Scientific Programme

  • Generative models

    Denis Derkach (HSE University)

    1. Simple generative models. Generative adversarial networks.

    2. Advanced generative models. Introduction to normalizing flows.

    Applications of deep generative models can be found in a variety of domains nowadays. These lectures consider modern architectures of generative models and corresponding training algorithms. Practice part covers industrial applications of generative adversarial networks (GAN) and normalising flows. After lectures you will understand pros and cons of those methods and will be able to choose and apply the best-fitting type of model.

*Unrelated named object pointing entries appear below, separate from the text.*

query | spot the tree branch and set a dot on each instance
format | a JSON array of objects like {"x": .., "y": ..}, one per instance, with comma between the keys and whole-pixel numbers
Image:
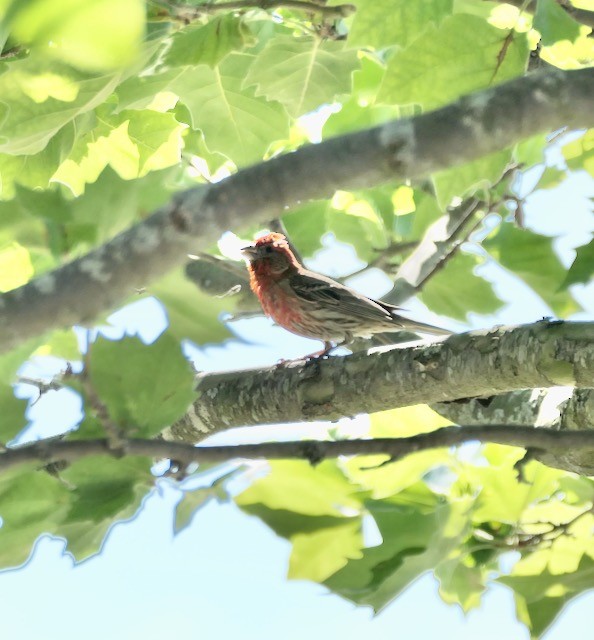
[
  {"x": 191, "y": 12},
  {"x": 479, "y": 363},
  {"x": 470, "y": 128},
  {"x": 542, "y": 408},
  {"x": 583, "y": 16},
  {"x": 60, "y": 451},
  {"x": 439, "y": 244}
]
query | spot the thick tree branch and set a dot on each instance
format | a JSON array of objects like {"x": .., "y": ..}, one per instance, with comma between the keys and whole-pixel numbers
[
  {"x": 480, "y": 363},
  {"x": 470, "y": 128},
  {"x": 543, "y": 408},
  {"x": 54, "y": 451}
]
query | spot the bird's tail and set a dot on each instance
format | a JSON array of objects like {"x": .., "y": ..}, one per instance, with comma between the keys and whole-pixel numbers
[{"x": 421, "y": 327}]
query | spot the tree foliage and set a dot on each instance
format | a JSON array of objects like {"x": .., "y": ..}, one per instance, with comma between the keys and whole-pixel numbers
[{"x": 108, "y": 109}]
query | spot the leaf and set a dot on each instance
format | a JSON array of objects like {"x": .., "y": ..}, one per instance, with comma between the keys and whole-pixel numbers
[
  {"x": 145, "y": 387},
  {"x": 457, "y": 58},
  {"x": 463, "y": 582},
  {"x": 192, "y": 314},
  {"x": 582, "y": 268},
  {"x": 477, "y": 295},
  {"x": 306, "y": 224},
  {"x": 354, "y": 219},
  {"x": 531, "y": 257},
  {"x": 416, "y": 538},
  {"x": 15, "y": 267},
  {"x": 319, "y": 554},
  {"x": 133, "y": 143},
  {"x": 579, "y": 153},
  {"x": 33, "y": 118},
  {"x": 31, "y": 503},
  {"x": 234, "y": 121},
  {"x": 540, "y": 598},
  {"x": 208, "y": 43},
  {"x": 382, "y": 24},
  {"x": 554, "y": 23},
  {"x": 504, "y": 497},
  {"x": 82, "y": 33},
  {"x": 296, "y": 486},
  {"x": 35, "y": 171},
  {"x": 102, "y": 491},
  {"x": 302, "y": 74},
  {"x": 459, "y": 181}
]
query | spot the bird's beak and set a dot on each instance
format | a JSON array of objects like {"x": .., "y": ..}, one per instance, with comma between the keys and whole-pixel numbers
[{"x": 250, "y": 252}]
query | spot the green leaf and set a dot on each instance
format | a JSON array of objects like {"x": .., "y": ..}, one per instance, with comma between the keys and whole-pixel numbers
[
  {"x": 43, "y": 98},
  {"x": 302, "y": 74},
  {"x": 296, "y": 486},
  {"x": 133, "y": 143},
  {"x": 31, "y": 503},
  {"x": 477, "y": 295},
  {"x": 459, "y": 57},
  {"x": 416, "y": 538},
  {"x": 462, "y": 581},
  {"x": 579, "y": 153},
  {"x": 15, "y": 266},
  {"x": 234, "y": 121},
  {"x": 209, "y": 43},
  {"x": 138, "y": 92},
  {"x": 35, "y": 171},
  {"x": 504, "y": 496},
  {"x": 398, "y": 22},
  {"x": 540, "y": 598},
  {"x": 459, "y": 181},
  {"x": 554, "y": 23},
  {"x": 306, "y": 224},
  {"x": 582, "y": 269},
  {"x": 102, "y": 491},
  {"x": 354, "y": 219},
  {"x": 531, "y": 257},
  {"x": 319, "y": 554},
  {"x": 145, "y": 387},
  {"x": 192, "y": 315},
  {"x": 96, "y": 35}
]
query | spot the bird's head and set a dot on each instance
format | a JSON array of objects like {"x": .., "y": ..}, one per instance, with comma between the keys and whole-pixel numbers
[{"x": 271, "y": 255}]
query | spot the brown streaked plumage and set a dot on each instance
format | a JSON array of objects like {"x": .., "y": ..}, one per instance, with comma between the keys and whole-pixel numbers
[{"x": 315, "y": 306}]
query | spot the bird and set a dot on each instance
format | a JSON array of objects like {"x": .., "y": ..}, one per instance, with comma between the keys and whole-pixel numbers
[{"x": 312, "y": 305}]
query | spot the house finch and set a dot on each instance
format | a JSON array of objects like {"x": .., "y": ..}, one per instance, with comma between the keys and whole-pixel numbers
[{"x": 314, "y": 306}]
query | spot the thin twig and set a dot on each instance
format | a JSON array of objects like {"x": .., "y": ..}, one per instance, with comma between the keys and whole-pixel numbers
[
  {"x": 191, "y": 12},
  {"x": 314, "y": 451}
]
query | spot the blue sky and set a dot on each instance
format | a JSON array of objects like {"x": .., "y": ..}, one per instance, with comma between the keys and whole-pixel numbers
[{"x": 224, "y": 576}]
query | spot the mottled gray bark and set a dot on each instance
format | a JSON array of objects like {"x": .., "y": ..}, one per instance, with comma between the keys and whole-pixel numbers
[
  {"x": 470, "y": 128},
  {"x": 480, "y": 363},
  {"x": 554, "y": 409}
]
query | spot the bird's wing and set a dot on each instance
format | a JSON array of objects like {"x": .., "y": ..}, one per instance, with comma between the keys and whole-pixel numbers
[{"x": 323, "y": 291}]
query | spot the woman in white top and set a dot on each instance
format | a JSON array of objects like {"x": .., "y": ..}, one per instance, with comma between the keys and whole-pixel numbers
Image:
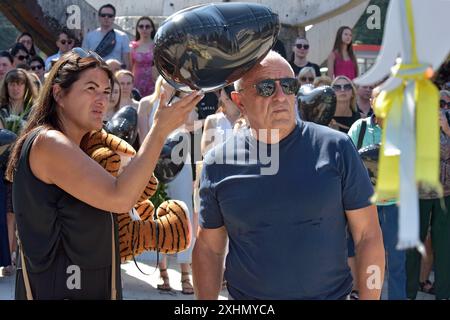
[{"x": 219, "y": 126}]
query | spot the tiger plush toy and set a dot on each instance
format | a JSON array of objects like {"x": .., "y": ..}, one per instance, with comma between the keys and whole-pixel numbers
[{"x": 138, "y": 231}]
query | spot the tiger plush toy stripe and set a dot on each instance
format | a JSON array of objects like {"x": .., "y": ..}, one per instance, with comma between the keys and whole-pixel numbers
[{"x": 169, "y": 232}]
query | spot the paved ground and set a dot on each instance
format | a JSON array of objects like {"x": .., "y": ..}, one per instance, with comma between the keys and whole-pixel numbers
[{"x": 137, "y": 286}]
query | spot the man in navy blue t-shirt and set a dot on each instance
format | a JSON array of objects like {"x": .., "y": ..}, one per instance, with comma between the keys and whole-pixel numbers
[{"x": 284, "y": 203}]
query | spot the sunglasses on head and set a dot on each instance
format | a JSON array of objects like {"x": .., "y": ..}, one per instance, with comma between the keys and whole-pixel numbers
[
  {"x": 21, "y": 58},
  {"x": 144, "y": 26},
  {"x": 104, "y": 15},
  {"x": 306, "y": 79},
  {"x": 444, "y": 104},
  {"x": 342, "y": 87},
  {"x": 300, "y": 46},
  {"x": 36, "y": 67},
  {"x": 63, "y": 42},
  {"x": 267, "y": 87}
]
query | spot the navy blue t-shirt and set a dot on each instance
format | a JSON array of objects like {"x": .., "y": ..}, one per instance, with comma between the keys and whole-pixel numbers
[{"x": 287, "y": 231}]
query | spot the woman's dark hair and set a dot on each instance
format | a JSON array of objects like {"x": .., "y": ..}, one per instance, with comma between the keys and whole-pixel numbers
[
  {"x": 338, "y": 46},
  {"x": 32, "y": 51},
  {"x": 152, "y": 35},
  {"x": 108, "y": 5},
  {"x": 6, "y": 54},
  {"x": 18, "y": 76},
  {"x": 44, "y": 113},
  {"x": 16, "y": 48}
]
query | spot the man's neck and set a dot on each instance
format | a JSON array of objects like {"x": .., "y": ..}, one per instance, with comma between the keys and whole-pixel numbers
[
  {"x": 300, "y": 62},
  {"x": 272, "y": 136},
  {"x": 106, "y": 29}
]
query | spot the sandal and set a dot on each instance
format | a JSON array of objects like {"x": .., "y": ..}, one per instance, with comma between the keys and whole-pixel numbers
[
  {"x": 427, "y": 287},
  {"x": 186, "y": 285},
  {"x": 165, "y": 286}
]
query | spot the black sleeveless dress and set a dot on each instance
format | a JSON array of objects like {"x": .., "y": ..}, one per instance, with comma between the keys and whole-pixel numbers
[{"x": 67, "y": 243}]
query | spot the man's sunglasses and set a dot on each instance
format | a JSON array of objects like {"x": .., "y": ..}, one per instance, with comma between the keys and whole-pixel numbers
[
  {"x": 37, "y": 67},
  {"x": 144, "y": 26},
  {"x": 342, "y": 87},
  {"x": 104, "y": 15},
  {"x": 267, "y": 87},
  {"x": 21, "y": 58},
  {"x": 63, "y": 42},
  {"x": 306, "y": 79},
  {"x": 444, "y": 104},
  {"x": 87, "y": 54},
  {"x": 300, "y": 46}
]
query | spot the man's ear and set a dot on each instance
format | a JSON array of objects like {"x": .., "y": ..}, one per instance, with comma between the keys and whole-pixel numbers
[
  {"x": 236, "y": 98},
  {"x": 57, "y": 93}
]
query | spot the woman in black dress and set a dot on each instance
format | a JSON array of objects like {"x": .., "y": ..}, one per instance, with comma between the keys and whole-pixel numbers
[{"x": 62, "y": 198}]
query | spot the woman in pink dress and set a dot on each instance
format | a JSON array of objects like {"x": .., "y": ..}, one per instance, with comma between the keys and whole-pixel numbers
[
  {"x": 342, "y": 60},
  {"x": 141, "y": 53}
]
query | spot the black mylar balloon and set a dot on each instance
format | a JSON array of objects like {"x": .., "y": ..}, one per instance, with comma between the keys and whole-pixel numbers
[
  {"x": 316, "y": 104},
  {"x": 172, "y": 158},
  {"x": 370, "y": 156},
  {"x": 209, "y": 46},
  {"x": 124, "y": 124}
]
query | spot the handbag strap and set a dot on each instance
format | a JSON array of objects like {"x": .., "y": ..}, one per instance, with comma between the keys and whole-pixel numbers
[
  {"x": 26, "y": 280},
  {"x": 113, "y": 265}
]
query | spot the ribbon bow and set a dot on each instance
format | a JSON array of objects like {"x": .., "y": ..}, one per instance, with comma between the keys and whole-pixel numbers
[{"x": 410, "y": 142}]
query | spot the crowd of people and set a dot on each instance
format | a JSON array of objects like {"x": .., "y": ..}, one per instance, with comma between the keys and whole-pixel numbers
[{"x": 307, "y": 232}]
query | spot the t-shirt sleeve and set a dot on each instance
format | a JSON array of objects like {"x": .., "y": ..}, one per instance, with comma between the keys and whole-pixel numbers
[
  {"x": 210, "y": 216},
  {"x": 356, "y": 186},
  {"x": 353, "y": 132}
]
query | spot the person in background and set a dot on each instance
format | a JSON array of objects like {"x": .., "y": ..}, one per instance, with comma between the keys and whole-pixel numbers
[
  {"x": 6, "y": 63},
  {"x": 435, "y": 216},
  {"x": 300, "y": 57},
  {"x": 346, "y": 113},
  {"x": 306, "y": 76},
  {"x": 20, "y": 54},
  {"x": 367, "y": 132},
  {"x": 219, "y": 126},
  {"x": 364, "y": 100},
  {"x": 114, "y": 102},
  {"x": 17, "y": 95},
  {"x": 108, "y": 42},
  {"x": 141, "y": 55},
  {"x": 65, "y": 42},
  {"x": 114, "y": 65},
  {"x": 322, "y": 81},
  {"x": 37, "y": 67},
  {"x": 342, "y": 61},
  {"x": 26, "y": 39}
]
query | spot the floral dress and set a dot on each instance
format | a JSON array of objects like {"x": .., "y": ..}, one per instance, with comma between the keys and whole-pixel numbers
[{"x": 142, "y": 69}]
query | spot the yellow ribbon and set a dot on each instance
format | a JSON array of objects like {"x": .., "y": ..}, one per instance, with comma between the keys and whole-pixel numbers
[{"x": 388, "y": 106}]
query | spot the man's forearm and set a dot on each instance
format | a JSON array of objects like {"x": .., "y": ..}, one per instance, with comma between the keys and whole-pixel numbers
[
  {"x": 207, "y": 271},
  {"x": 370, "y": 262}
]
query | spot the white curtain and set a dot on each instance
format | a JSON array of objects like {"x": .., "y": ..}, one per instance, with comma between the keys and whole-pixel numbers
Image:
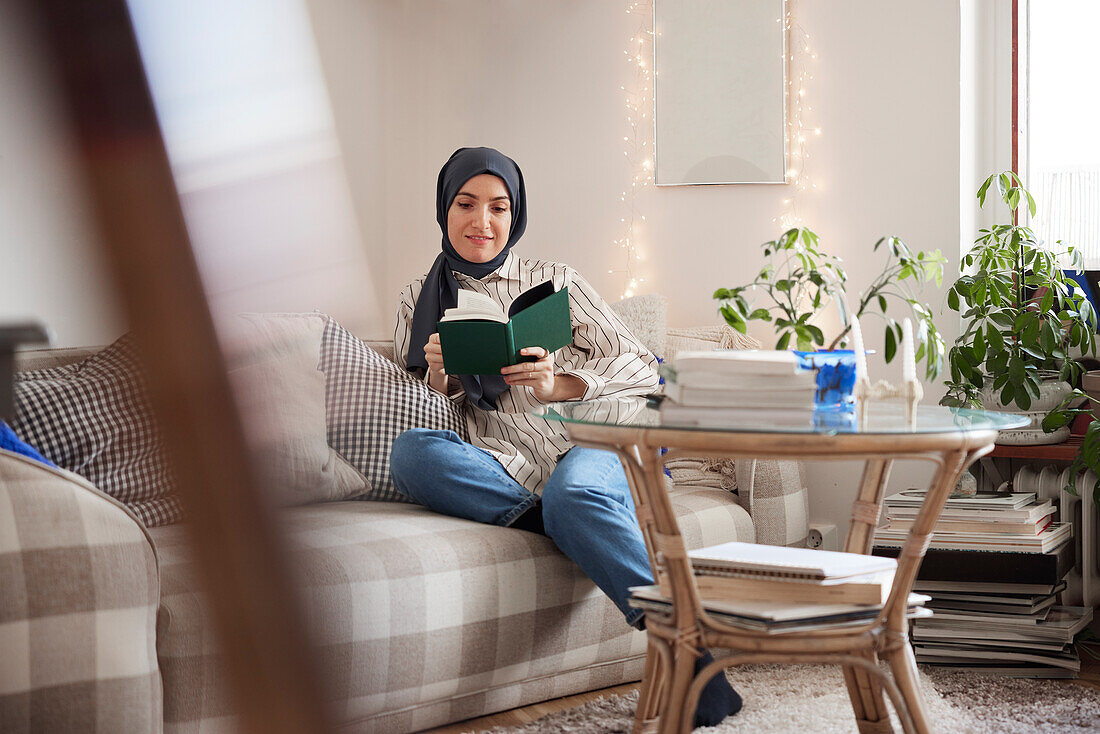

  • Optimization methods for optimal transport

    Pavel Dvurechensky (WIAS Berlin)

    In this lecture I will give a short introduction to optimal transport problem with some motivating examples from modern machine learning, including image retrieval and classification. The effectiveness of optimal transport in applications comes with the price of heavy computations and I will discuss two types of methods which allow to efficiently compute optimal transport distance (Wasserstein distance). The first method is Sinkhorn's algorithm and the second one is accelerated gradient method. If time allows I will also discuss a next level problem of finding Wasserstein barycenter of a set of measures, which works quite well in image analysis. Numerical methods for this problem will be discussed.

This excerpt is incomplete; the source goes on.